The resulting PIDs were a small fraction of the minimum value specified in Mission Planner, and the result was the copter couldn’t control roll or pitch at all, and tumbled immediately to a crash. I should have switched back to the old PIDs to prevent the crash, but my instinct to stop the fall was to switch to stabilize and increase throttle instead, which was the wrong thing to do in this particular situation.
Autotune dataflash log attached.
Any insight into what’s wrong would be greatly appreciated.
Hi Andre, here is an Autotune log with IMU and RCOUT turned on. The Autotune didn’t complete though, because I ran out of battery and had to land. It only has enough battery to finish the Autotune on a perfectly calm day when little re-positioning is required. Sure would be nice if Autotune had an option to pause and continue after a battery change.

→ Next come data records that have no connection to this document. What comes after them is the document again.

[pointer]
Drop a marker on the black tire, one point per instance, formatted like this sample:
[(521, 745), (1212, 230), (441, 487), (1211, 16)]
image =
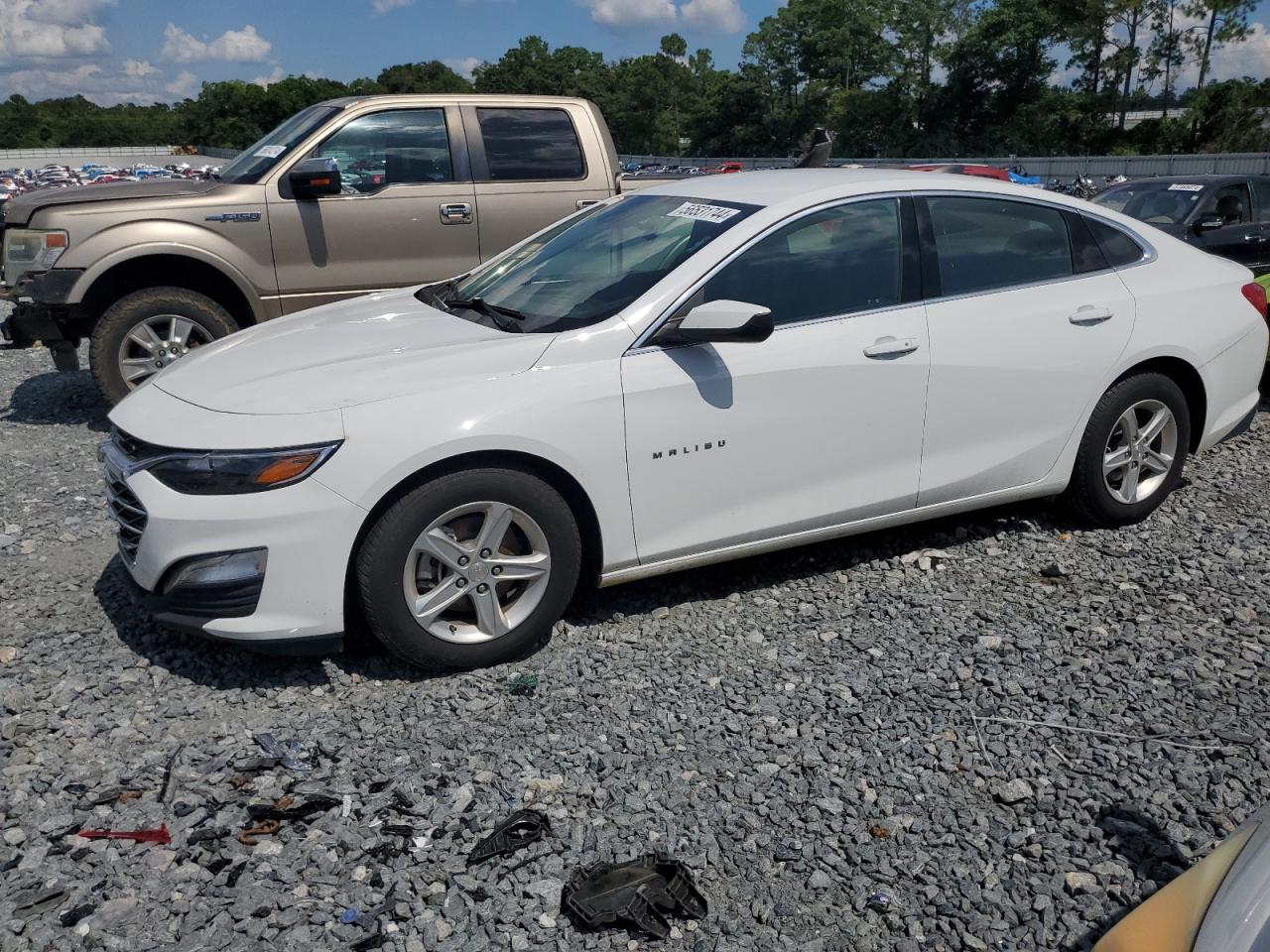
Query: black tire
[(1087, 494), (382, 558), (132, 309)]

Did you ever figure this out?
I had the exact same thing happen to me, insanely low PIDs that I fought to control instead of just switching back to the old PIDs… It was mostly easy to fix, but it did rip the pins off of my power module, that was unfortunate.
I’ve the exact same problem. Mine is a 430mm frame which flies fine with the default PIDs. However, the PIDs after Autotune are very low (lower than lower limit of 0.08 on P Gain). The result is uncontrollable.